Help! My Child Has Been Kicked Out of School!

The British newspapers and media have spotlighted the topic of misbehaving children in school recently. The topic of discussion usually ends with the answer that entails kicking troublemakers out of the classroom setting.

This time, however, the latest spin on this is to make the parents stay at home to look after them, once they have been thrown out of school.

This doesn’t make any sense and is a nuisance to parents. The discussion also describes letting special schools stay open or even building new special schools for these children.

The child has been kicked out of the regular classroom which demonstrates that they are having a tough time fitting in with the usual student setting. Then the solution must include finding an educational setting where the students can actually thrive, right?
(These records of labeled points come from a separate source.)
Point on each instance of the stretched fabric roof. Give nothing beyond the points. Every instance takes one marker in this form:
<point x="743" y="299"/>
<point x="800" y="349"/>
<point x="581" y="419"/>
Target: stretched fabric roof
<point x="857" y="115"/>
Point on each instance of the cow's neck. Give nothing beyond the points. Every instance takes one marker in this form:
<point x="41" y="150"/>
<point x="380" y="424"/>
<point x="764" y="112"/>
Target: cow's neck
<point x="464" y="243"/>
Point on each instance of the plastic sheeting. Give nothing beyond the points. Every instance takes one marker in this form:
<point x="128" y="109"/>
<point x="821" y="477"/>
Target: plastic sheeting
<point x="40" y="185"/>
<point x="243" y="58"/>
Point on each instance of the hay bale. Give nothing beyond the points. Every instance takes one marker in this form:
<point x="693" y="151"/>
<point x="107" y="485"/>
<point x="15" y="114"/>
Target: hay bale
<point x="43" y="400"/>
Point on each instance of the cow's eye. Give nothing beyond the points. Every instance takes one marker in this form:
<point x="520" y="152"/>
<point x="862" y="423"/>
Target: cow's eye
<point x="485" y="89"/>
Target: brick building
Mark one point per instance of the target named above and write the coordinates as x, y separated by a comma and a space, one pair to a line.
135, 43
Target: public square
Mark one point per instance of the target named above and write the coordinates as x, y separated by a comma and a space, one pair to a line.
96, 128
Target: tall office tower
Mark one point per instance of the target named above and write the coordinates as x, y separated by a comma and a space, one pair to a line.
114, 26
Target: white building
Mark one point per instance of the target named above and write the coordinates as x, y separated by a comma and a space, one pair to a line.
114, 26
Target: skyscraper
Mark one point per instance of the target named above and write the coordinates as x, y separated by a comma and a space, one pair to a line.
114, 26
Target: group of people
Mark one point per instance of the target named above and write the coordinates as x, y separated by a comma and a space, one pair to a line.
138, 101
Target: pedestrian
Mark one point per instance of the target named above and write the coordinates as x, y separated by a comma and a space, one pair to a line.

So, if your child has been kicked out for bad behavior, what do you do? Here are my thoughts on it, having been through it ourselves with our eldest:

1. You have not failed as a parent. Don’t waste time having a pity party for yourself. Perhaps your parenting skills could use some improvement, but that is the case for just about everyone. Try to be a better parent by actively seeking out information through books and materials on raising kids.

2. DO NOT sit around blaming the school. Even if they are useless, the most likely reason is their own lack of resources (blame the education aurthority, blame the government, blame the voters). The teachers may not be able to help your child, but that reflects a lack of training and lack of time, not a lack of concern.

3. Ask for help from the local education authority (LEA). They should be able to supply an alternative learning setting for your child. You need to be persistent when you contact them, but avoid being mean. You can ask your politicians and newspapers to help you get the engine humming if you need to.

4. DO be prepared to consider alternative placements, such as special schools or even residential placements. Better to deal with it now, than to have your child growing up with the bad behaviors!

5. Seek professionals to determine if your child has a learning disability, ADHD or Asperger’s syndrome. These can wreak havoc in the classroom. There is an enviroment in which children who suffer from these conditions can excel. It is a matter of finding the right educational setting.

6. Don’t be tempted to look beyond your child’s behavior or kid yourself into thinking that they are a model student. You may feel like defending your child and think that everyone is wrong about his behavior. It is more productive to acknowledge that there could be a problem and work it out with help from the LEA.

Those are just some of the issues you may have to deal with, so be prepared for them.

The previous tips should be of some assistance to any parent struggling with a child’s behavior. Plus, if you work in the education field please refrain from pointing to kicking the child out of the classroom as the only solution. That would not be a solution and wouldn’t be of benefit to anyone.